The world recycles just 14 per cent of the plastic packaging it uses. Even worse: 8 million tonnes of plastic, much of it packaging, ends up in the oceans each year, where sea life and birds die from eating it or getting entangled in it. Some of the plastics will also bind with industrial chemicals that have polluted oceans for decades, raising concerns that toxins can make their way into our food chain.

Recycling the remaining 86 per cent of used plastics could create $80 billion-$120 billion in revenues, says a recent report by the Ellen MacArthur Foundation. But those revenues will never be fully achieved without designing new ways to breakdown and reuse 30 per cent (by weight) of the plastic packaging that isn’t recycled because the material is contaminated or too small for easy collection, has very low economic value or contains multiple materials that cannot be easily separated. Think of candy wrappers, take-out containers, single-serving coffee capsules and foil-lined boxes for soup and soy milk.
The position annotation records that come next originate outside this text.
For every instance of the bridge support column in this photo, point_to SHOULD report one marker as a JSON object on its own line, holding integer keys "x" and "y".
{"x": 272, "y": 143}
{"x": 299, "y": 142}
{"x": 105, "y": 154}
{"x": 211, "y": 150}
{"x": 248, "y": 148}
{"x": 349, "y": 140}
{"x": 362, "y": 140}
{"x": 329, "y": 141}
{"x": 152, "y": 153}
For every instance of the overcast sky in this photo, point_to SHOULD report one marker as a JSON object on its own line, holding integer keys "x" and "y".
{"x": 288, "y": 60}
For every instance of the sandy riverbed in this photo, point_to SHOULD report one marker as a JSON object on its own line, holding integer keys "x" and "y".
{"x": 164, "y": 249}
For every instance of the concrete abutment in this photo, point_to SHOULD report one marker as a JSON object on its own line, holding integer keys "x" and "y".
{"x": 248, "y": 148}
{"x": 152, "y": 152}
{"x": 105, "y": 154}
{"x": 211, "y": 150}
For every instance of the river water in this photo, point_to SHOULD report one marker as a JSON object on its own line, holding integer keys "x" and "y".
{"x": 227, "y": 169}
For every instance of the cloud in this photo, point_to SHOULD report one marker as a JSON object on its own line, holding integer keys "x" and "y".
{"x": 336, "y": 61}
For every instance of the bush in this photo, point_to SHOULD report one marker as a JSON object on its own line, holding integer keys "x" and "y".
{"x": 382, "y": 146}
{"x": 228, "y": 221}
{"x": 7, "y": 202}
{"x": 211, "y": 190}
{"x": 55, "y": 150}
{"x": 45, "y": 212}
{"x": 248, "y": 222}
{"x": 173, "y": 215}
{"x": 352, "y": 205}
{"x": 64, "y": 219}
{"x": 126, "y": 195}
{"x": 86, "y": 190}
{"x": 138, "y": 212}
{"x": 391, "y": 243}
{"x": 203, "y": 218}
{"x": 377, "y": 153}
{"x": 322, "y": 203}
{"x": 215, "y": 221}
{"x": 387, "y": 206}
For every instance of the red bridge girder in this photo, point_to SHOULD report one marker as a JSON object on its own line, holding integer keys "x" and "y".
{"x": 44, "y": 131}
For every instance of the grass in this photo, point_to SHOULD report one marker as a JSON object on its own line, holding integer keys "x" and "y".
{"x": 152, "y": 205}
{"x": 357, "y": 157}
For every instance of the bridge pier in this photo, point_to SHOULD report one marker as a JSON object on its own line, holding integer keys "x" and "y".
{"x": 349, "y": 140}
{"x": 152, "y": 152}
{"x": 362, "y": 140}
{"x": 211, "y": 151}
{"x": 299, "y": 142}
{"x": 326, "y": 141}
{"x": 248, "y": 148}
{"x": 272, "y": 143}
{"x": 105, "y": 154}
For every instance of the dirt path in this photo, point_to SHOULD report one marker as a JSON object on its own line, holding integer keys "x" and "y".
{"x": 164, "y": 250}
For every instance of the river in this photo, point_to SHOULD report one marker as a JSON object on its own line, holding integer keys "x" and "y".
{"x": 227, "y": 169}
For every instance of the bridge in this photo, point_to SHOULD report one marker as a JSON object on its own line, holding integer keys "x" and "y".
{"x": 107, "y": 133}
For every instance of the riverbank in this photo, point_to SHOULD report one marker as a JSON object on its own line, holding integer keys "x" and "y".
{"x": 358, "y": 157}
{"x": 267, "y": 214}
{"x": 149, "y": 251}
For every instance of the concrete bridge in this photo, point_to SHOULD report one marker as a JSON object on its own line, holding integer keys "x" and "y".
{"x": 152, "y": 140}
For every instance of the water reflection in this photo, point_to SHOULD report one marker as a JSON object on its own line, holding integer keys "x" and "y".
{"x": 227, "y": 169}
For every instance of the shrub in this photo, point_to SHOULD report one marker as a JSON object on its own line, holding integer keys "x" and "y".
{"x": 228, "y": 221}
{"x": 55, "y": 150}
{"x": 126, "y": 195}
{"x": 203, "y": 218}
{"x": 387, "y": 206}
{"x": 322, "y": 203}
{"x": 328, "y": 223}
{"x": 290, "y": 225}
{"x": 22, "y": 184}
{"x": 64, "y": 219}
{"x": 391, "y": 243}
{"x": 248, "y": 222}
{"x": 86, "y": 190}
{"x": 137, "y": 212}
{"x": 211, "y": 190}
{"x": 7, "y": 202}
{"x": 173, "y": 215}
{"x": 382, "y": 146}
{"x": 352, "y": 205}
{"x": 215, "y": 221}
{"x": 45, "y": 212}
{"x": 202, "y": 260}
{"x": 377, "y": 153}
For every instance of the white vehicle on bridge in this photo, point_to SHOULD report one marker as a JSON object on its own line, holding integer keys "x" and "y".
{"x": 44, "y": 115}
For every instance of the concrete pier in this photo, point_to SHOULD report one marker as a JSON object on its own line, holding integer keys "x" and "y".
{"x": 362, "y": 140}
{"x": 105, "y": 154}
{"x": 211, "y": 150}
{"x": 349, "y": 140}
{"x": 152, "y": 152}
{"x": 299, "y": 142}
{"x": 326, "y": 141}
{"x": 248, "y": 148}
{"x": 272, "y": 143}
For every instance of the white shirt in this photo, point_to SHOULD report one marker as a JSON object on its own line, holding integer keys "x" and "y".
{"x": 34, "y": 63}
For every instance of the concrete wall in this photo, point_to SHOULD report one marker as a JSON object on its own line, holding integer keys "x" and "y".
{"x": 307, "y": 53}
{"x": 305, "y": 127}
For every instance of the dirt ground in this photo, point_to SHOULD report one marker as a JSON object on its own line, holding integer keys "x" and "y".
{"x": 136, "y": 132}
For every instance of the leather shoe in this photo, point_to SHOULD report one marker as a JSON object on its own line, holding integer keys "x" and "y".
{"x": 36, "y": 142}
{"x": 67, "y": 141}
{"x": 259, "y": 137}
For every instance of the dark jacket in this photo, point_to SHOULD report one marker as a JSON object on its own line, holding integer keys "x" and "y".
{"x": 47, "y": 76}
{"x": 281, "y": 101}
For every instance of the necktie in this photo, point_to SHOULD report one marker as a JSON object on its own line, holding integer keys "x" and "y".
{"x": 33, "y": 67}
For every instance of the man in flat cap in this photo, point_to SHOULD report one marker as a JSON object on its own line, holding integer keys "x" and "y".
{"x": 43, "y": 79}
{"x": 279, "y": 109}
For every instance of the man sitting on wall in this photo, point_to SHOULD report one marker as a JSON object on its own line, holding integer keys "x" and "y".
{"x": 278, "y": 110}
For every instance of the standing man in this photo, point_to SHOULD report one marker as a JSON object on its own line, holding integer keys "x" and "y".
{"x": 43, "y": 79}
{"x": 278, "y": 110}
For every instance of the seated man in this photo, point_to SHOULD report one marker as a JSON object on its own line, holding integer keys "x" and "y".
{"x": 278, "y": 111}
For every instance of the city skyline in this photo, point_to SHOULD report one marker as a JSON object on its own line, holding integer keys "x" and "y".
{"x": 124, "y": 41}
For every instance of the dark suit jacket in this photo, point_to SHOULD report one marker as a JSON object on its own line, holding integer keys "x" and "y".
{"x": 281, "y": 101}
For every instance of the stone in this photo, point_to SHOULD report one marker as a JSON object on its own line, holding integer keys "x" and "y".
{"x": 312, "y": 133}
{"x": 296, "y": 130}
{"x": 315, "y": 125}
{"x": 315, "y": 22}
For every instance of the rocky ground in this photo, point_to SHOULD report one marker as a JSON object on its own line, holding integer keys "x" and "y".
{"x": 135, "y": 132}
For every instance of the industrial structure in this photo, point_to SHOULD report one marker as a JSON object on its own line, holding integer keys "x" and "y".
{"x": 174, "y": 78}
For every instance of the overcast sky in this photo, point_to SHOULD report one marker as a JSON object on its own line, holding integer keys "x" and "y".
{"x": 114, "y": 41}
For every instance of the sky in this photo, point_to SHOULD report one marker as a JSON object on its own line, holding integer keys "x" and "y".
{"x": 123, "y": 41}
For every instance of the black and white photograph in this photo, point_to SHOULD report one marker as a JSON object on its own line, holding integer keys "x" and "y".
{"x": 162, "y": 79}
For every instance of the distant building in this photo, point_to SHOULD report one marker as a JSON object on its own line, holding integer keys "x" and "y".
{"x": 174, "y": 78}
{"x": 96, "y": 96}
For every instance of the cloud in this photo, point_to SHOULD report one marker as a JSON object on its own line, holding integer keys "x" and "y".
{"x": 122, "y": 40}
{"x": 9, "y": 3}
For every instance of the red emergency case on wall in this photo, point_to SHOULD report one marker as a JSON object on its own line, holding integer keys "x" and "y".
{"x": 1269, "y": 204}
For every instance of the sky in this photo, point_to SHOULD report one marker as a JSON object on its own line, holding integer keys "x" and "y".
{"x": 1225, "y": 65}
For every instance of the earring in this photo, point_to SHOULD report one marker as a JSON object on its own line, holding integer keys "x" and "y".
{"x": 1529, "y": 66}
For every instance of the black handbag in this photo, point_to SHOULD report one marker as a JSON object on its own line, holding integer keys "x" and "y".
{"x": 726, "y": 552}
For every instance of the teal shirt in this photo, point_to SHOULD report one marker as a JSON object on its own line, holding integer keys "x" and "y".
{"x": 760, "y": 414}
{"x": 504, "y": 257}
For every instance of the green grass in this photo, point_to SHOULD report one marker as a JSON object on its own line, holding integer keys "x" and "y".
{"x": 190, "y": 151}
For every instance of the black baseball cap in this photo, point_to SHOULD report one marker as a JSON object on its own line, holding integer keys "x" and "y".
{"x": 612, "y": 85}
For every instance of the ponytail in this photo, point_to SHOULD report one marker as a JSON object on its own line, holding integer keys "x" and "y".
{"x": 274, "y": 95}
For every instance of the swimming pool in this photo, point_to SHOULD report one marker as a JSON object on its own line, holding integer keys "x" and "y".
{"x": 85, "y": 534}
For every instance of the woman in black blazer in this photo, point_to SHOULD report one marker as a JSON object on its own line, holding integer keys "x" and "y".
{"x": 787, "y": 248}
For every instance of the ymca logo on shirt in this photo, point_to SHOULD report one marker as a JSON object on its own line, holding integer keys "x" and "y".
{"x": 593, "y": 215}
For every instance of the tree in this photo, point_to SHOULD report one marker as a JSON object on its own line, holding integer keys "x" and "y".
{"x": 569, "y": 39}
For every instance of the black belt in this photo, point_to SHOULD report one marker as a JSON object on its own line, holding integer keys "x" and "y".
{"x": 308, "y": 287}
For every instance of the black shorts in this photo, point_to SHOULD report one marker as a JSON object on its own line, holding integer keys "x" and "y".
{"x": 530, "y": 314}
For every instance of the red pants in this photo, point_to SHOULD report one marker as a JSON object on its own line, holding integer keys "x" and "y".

Large companies such as Coca-Cola have developed plant-based alternatives to conventional, petroleum-based plastic so that they can break down easily without contaminating the soil and water. The market opportunity has also attracted small, young companies that focus on developing recycling technology to tackle that troublesome 30 per cent of plastic packaging that is headed to landfills at best, and, at worst, to our rivers, lakes and oceans.